Pour mieux situer les niveaux pratiqués, voici une photographie des taux selon la durée :

  • Sur 15 ans : taux moyens autour de 3 %.
  • Sur 20 ans : entre 3,35 % et 3,55 % en général.
  • Sur 25 ans : les propositions en dessous de 3,80 % TAEG sont encore peu fréquentes.

Le pouvoir d’achat immobilier regagne du terrain, ce qui commence à relancer doucement le marché immobilier. Mais l’évolution des prochains mois dépendra en grande partie des annonces de la BCE et des mouvements de l’inflation.

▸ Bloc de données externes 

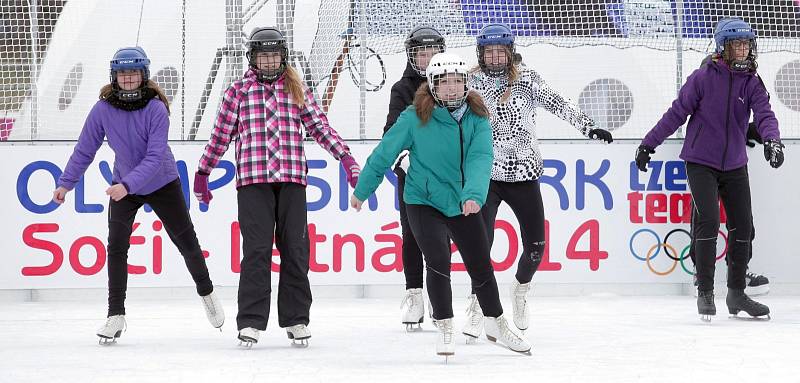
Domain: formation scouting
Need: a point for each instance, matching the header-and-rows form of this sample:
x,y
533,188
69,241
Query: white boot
x,y
445,344
519,303
112,329
214,311
474,326
413,309
299,334
497,330
248,336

Préparer son projet immobilier : conseils pratiques pour profiter au mieux des prévisions de taux en 2025

Le contexte actuel donne un coup d’accélérateur aux envies d’achat. Les personnes qui envisagent un projet immobilier disposent d’une fenêtre d’opportunité, les prévisions de taux pour 2025 restant favorables à la baisse. Première étape à ne pas négliger : soigner son apport personnel. Un dossier renforcé par une épargne conséquente facilite le dialogue avec la banque. Les établissements recherchent avant tout des profils stables, capables de fournir l’ensemble des justificatifs et de démontrer une solidité financière.

La simulation de crédit constitue une étape incontournable. Grâce aux outils en ligne, il devient possible d’anticiper l’impact d’un taux d’endettement bien maîtrisé et d’estimer le coût total du crédit selon différents scénarios. Multiplier les comparatifs entre banques reste stratégique : sur la durée, même une faible variation de taux d’intérêt peut peser lourd sur la facture finale. Ceux qui ont déjà signé un crédit récemment ont tout intérêt à surveiller l’évolution des barèmes : une renégociation du crédit devient envisageable si le repli se confirme.

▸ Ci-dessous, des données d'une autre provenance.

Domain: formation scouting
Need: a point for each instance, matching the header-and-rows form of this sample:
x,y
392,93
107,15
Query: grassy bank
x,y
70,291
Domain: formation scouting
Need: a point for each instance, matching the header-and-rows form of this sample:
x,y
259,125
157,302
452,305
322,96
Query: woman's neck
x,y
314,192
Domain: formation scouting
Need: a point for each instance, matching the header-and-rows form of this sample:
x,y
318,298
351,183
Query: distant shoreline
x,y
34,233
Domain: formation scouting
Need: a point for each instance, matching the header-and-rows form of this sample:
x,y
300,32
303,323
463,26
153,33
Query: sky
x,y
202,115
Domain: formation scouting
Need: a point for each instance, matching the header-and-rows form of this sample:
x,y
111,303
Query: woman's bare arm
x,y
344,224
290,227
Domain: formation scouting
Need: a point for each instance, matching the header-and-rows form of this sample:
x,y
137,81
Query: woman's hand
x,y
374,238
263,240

D’autres leviers permettent de réduire le coût global. Le prêt à taux zéro (PTZ), dont les règles évoluent mais qui demeure accessible à de nombreux primo-accédants, mérite d’être étudié. Côté assurance emprunteur, la loi Lemoine autorise désormais une substitution de contrat à tout moment : un point de vigilance qui peut faire baisser la facture totale.

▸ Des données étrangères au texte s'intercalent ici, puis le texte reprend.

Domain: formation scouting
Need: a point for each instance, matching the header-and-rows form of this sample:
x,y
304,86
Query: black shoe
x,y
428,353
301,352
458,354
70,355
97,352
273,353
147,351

Un autre paramètre à surveiller de près : le taux d’usure. Ce plafond légal, révisé mensuellement, freine les excès et protège les candidats à l’emprunt contre des taux prohibitifs. Pour tirer le meilleur parti de la conjoncture, il s’agit donc de bâtir un dossier solide, constituer une épargne de départ, affiner chaque simulation et rester à l’affût de l’actualité du secteur.

2025 s’annonce pleine de promesses pour ceux qui veulent franchir le pas. Préparer le terrain, miser sur le bon moment et présenter un dossier sans faille : voilà ce qui fait la différence entre celles et ceux qui montent à bord et ceux qui restent sur le quai, à regarder le train s’éloigner.